Sally Jaye is hardly your standard-issue record label executive. “When I was a Belmont student, I had an internship at Giant Records and got fired for mouthing off about how all their music was crappy,” she says, laughing at the memory. “I was a little bit of a firecracker. I knew very early on that working for a label didn’t appeal to me.”
That sentiment is not surprising coming from a singer-songwriter. Music history is littered with artists who took a dim view of the business side of making music — grinning and bearing the economic evils that allow them to pursue their muse. That was the case for Sally Jaye, who until a year ago had placed herself firmly on the creative side of the line of demarcation between making music and marketing. Everything changed with the launching of Cafe Rooster Records, the co-op, independent record label that she founded with her husband, Brian Wright.
A native of Lawrenceville, Ga., Sally Jaye discovered a passion for music at a very early age. She was first drawn to musical theater in high school, but after attending the Cincinnati Conservatory of Music for two years, she realized that bar lights held more appeal than Broadway.
“I started playing guitar and I wanted to write songs,” she says. “I dropped out of school and told my dad I was moving to Nashville, but he didn’t like that very much. He found out about Belmont’s music industry program which didn’t impress me, but when I found out they had recording studios that students could use, I was sold.”
After graduating she headed for Los Angeles. Over the course of the next 13 years, she played in bands, recorded her first solo album, got married, and started a family. As Sally Jaye and Wright pursued music careers, the road eventually led back to Nashville in the early months of 2013. “Brian was traveling back and forth from LA to Nashville, and Nashville just seemed like a better place for our family,” Sally Jaye explains.
Eventually settling in Donelson, the couple followed a grand Nashville tradition, turning a garden shed in their backyard into a recording studio that soon gained a distinctive name. “Brian had a song, ‘Red Rooster Social Club,’ ” she recalls. “People were always giving him roosters for the studio. I was at a Deal$ store in Donelson and found this doormat that said ‘Cafe Rooster.’ I bought it for the shed and that became its name.”
The name stuck when the couple bought their neighbor’s house, and the studio expanded into a larger backyard building. “Friends would come by and write and record things with us,” Sally Jaye says. “One night Darrin Bradbury said, not very seriously, ‘Why don’t you guys put my record out?’ So we started a label.”
Debuting at the 2016 Americanafest, Cafe Rooster Records has stirred up the barnyard with releases from Bradbury, Wright, Jon Latham, Ladies Gun Club (a collaborative effort of Sally Jaye and singer-songwriter Sarah Roberts), as well as the various artists collection Strange Freedom: Songs of Love and Protest — a benefit album for Planned Parenthood.

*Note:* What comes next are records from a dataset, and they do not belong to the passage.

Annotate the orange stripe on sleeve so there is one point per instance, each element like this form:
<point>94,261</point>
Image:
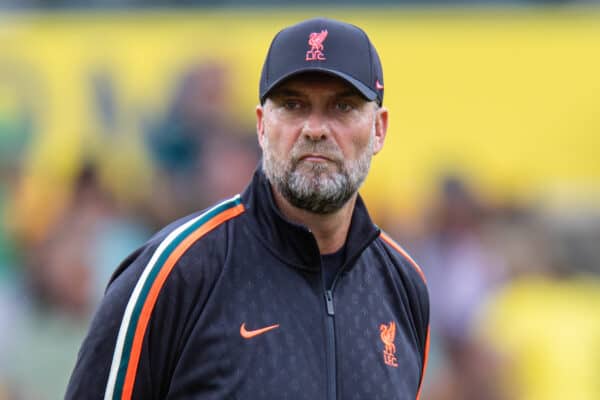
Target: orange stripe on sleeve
<point>391,242</point>
<point>425,358</point>
<point>157,286</point>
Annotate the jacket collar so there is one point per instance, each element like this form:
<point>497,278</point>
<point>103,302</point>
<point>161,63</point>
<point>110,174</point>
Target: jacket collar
<point>293,243</point>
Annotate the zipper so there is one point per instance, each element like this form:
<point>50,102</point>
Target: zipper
<point>331,364</point>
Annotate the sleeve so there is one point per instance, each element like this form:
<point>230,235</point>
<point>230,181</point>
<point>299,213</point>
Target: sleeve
<point>131,346</point>
<point>96,356</point>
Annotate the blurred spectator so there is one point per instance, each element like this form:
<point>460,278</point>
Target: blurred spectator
<point>197,148</point>
<point>545,322</point>
<point>65,277</point>
<point>461,273</point>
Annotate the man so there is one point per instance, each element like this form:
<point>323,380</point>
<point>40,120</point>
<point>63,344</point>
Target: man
<point>288,291</point>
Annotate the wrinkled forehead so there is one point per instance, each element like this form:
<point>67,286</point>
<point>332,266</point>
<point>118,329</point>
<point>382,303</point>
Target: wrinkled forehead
<point>308,82</point>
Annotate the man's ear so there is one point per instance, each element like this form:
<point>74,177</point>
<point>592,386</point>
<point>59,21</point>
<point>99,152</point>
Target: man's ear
<point>260,125</point>
<point>381,124</point>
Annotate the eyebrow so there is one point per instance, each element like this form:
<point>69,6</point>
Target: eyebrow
<point>283,92</point>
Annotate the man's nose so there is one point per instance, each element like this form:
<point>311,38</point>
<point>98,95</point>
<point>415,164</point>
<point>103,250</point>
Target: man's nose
<point>316,127</point>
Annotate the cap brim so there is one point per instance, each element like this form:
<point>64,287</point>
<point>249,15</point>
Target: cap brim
<point>367,92</point>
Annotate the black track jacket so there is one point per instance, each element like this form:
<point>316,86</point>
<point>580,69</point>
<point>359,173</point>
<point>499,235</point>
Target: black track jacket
<point>230,304</point>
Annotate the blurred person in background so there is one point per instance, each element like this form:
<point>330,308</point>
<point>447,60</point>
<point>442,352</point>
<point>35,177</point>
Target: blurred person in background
<point>64,277</point>
<point>200,154</point>
<point>463,271</point>
<point>545,322</point>
<point>288,290</point>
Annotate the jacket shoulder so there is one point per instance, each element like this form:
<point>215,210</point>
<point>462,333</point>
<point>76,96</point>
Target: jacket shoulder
<point>406,261</point>
<point>176,238</point>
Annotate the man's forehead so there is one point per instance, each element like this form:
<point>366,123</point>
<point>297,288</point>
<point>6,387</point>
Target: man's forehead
<point>310,80</point>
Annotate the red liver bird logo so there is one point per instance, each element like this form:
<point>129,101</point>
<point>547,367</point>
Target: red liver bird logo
<point>315,41</point>
<point>388,334</point>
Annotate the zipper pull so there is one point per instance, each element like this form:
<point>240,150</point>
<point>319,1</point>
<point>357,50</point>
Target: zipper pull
<point>329,301</point>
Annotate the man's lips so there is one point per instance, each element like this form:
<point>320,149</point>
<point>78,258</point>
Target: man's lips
<point>315,157</point>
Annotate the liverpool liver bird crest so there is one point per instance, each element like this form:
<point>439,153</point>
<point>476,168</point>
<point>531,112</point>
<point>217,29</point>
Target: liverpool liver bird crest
<point>315,41</point>
<point>388,334</point>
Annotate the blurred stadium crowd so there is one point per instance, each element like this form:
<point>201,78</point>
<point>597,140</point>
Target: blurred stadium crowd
<point>515,288</point>
<point>49,4</point>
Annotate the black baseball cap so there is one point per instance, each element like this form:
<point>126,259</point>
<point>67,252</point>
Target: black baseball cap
<point>327,46</point>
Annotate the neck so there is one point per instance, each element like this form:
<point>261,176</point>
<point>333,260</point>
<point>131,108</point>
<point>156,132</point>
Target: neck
<point>330,230</point>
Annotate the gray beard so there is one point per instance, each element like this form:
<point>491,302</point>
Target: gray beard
<point>316,187</point>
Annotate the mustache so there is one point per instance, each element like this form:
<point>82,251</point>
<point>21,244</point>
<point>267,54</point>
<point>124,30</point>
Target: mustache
<point>326,149</point>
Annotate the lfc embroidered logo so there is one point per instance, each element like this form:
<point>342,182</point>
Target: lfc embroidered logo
<point>315,41</point>
<point>388,334</point>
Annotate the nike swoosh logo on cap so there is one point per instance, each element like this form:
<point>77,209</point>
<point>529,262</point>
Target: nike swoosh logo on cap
<point>246,334</point>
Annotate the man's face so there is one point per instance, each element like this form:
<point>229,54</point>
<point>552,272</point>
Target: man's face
<point>318,135</point>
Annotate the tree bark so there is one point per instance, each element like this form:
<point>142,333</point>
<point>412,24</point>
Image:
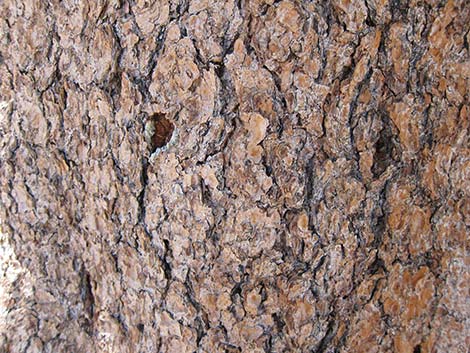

“Because we’re not a conventional label, we’ve taken on a lot of projects that we find personally satisfying, including benefit projects like Strange Freedom,” Sally Jaye says. “Our primary focus is still the main four artists. We’re all co-owners along with Gabe Masterson, our resident sound engineer, who runs the studio. We’re eager to add new artists, but they’ll need to share the spirit of the label. Everyone is rooting for each other. We’re all so different there is no reason to feel you’re in competition with the others. We write together, we collaborate in the studio — it’s a real family.”
Sally Jaye’s management style is a large part of that familial feeling. “Being a businessperson is something that doesn’t come naturally to me,” she says. “I barely got through my business classes at Belmont. What I’ve drawn from instead is my experience as a mother. Every baby is a unique personality and you figure out very quickly that your parenting strategy has to adapt to each child’s unique personality. I felt the same way with our artists. They all have very different things to offer their fans, and it’s been fun tailoring marketing strategies around who they are. I never thought I’d be running a label, but when it comes to Cafe Rooster, nothing about it is a drag.”